Depois de Hesíodo, nos próximos tempos, mas com incerta cadência, vão aparecer alguns poemas numa espécie de elegia para o verão: sentimentos, lugares e acontecimentos com o Verão num papel de protagonista. Hoje é o poema Meio-Dia de Gabriele D’Annunzio (1863-1938) onde uma intensa comunhão com a natureza se vive.

Meio-Dia

No seu auge o dia.
Sobre o mar etrusco
paira um verde pálido
como o dessepulto
bronze das estátuas.
Tudo tão tranquilo
que à roda não vibra
nem da brisa o hálito;
sequer um arbusto
se move na áspera,
solitária praia.

Bonança, calor,
em tudo silêncio.
O Verão, maduro,
cobre-me a cabeça,
como sendo um fruto
que a mim me pertença,
e colher eu deva
com a minha mão,
e sugar eu deva
com a minha boca.
Nem um só vestígio
de humana presença.
Nada que se ouça,
se me ponho à escuta.
Longe a dor dos homens.
Nem já tenho nome.
Sinto que o meu rosto
se doura de um ouro
que é meridiano;
e que a minha loura
barba já reluz
como a própria areia.
Mesmo o delicado
desenho da onda
na orla da praia
me está no palato,
na palma da mão
regendo-me o tacto.
Toda a minha força
na areia se expande,
no mar se difunde:
minha veia, o rio;
minha fronte, o monte;
o bosque, o meu púbis;
meu suor, a nuvem.
E vivo na flor
de esteva das dunas,
nas pinhas, nos bagos
dos juncos; nas algas,
na flora marinha;
nas coisas exíguas,
nas coisas imensas;
na areia contínua,
de cumes longínquos.
Só ardo e rebrilho.
E nem tenho nome.
Montanhas e ilhas,
bosques e baías
perderam os nomes
que outrora lhes dei
ou tinham outrora
em lábios humanos.
E eu próprio sem nome
nem destino humano:
já só Meio-Dia
agora me chamo.
Vivo em tudo, tácito,
tal e qual a Morte.

Toda a minha vida
se tornou divina.

Tradução de David Mourão-Ferreira

Acompanha o poema a pintura solar de Georges Seurat (1859-1891), génio de curta vida que no espaço de nove anos (1882-1891) produziu um conjunto de pinturas imperecíveis, onde a alegria do mundo se exprime.
Inventor da técnica pontilhista, com um absoluto domínio cientifico da teoria das cores, é a sobreposição de pontos de cores puras a responsável pela textura e efeito das suas pinturas resplandecendo modernidade.

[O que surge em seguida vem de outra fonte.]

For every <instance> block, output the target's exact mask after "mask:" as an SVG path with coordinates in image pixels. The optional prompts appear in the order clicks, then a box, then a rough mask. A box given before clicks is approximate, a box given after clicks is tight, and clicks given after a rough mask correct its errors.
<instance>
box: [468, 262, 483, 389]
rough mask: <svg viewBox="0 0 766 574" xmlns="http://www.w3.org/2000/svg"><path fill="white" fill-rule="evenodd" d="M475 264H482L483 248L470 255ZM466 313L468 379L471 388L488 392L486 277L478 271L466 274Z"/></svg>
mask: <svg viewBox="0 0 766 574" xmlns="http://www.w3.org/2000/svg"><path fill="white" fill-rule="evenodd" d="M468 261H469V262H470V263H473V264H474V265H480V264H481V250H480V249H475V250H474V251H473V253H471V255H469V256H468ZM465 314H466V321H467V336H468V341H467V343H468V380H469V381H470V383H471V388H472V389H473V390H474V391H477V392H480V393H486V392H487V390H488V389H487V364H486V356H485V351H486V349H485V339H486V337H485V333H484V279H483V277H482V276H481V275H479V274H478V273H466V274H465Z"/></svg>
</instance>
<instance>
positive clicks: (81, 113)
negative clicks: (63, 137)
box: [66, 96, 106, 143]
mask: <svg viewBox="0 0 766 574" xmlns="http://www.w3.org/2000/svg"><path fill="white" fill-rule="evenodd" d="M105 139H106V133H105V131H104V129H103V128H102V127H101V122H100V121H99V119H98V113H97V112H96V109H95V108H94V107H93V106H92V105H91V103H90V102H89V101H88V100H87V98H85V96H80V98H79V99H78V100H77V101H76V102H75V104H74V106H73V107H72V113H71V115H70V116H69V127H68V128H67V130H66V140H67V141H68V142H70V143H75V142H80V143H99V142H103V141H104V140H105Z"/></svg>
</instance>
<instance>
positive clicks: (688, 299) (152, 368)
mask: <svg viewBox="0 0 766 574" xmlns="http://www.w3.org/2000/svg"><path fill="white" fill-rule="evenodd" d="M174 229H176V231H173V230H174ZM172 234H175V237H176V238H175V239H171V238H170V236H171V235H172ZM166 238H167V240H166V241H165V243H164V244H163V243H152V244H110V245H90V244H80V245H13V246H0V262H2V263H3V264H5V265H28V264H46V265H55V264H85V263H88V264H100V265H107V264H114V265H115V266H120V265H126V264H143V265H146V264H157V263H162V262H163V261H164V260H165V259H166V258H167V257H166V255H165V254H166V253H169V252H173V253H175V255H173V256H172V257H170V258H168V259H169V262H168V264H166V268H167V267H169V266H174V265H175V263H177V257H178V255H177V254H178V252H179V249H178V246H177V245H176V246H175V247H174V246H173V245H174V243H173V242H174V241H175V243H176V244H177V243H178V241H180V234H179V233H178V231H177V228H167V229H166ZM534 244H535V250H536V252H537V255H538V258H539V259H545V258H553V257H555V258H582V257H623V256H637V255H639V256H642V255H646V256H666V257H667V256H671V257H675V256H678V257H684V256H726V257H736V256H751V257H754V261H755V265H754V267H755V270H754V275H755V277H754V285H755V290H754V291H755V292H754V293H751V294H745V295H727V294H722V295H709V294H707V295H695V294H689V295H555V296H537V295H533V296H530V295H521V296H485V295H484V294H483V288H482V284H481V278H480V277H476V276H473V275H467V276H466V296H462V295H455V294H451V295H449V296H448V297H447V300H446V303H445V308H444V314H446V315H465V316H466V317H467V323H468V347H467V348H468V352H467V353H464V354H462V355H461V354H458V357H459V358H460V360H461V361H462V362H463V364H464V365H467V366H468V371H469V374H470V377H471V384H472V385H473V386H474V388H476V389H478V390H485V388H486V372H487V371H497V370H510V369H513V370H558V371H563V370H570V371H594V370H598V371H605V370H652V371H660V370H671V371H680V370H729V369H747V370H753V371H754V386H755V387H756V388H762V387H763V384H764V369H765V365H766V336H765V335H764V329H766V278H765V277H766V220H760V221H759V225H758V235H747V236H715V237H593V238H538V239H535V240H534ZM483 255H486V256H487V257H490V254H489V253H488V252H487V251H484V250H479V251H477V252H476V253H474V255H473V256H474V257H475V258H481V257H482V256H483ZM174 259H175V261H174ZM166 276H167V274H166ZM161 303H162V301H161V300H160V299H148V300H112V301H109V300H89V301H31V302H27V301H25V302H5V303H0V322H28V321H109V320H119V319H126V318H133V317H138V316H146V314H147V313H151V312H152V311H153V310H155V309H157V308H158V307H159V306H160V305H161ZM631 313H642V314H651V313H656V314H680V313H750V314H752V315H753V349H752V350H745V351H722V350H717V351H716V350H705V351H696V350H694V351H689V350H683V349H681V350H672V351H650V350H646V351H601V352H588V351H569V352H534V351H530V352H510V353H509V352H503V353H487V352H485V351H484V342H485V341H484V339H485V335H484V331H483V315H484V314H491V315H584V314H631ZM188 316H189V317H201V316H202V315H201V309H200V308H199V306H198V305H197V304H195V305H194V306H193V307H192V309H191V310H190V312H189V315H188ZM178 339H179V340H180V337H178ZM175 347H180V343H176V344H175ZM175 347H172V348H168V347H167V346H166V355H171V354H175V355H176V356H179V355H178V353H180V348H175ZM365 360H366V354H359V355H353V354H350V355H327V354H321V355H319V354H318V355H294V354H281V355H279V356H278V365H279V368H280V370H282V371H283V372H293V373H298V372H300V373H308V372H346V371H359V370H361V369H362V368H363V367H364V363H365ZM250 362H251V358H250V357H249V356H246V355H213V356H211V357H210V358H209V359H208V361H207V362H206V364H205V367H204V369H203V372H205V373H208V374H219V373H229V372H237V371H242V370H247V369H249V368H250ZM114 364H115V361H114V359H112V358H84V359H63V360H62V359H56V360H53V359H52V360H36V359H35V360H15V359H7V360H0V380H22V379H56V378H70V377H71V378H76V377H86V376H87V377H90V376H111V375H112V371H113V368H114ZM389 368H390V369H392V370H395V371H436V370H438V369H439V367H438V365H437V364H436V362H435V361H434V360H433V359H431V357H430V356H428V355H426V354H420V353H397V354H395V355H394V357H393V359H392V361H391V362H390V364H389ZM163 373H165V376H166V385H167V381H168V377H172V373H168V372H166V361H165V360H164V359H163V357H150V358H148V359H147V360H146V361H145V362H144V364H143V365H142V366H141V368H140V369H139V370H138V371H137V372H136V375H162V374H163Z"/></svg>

Depois deste conjunto explorando as possibilidades do contraste em diagonal no preenchimento da superfície pictórica, escolhi este segundo grupo onde a horizontal na definição da paisagem surge no seu potencial pictórico.

Termino dando conta, em complemento da pintura inicial, da evolução da técnica aplicada à figura humana.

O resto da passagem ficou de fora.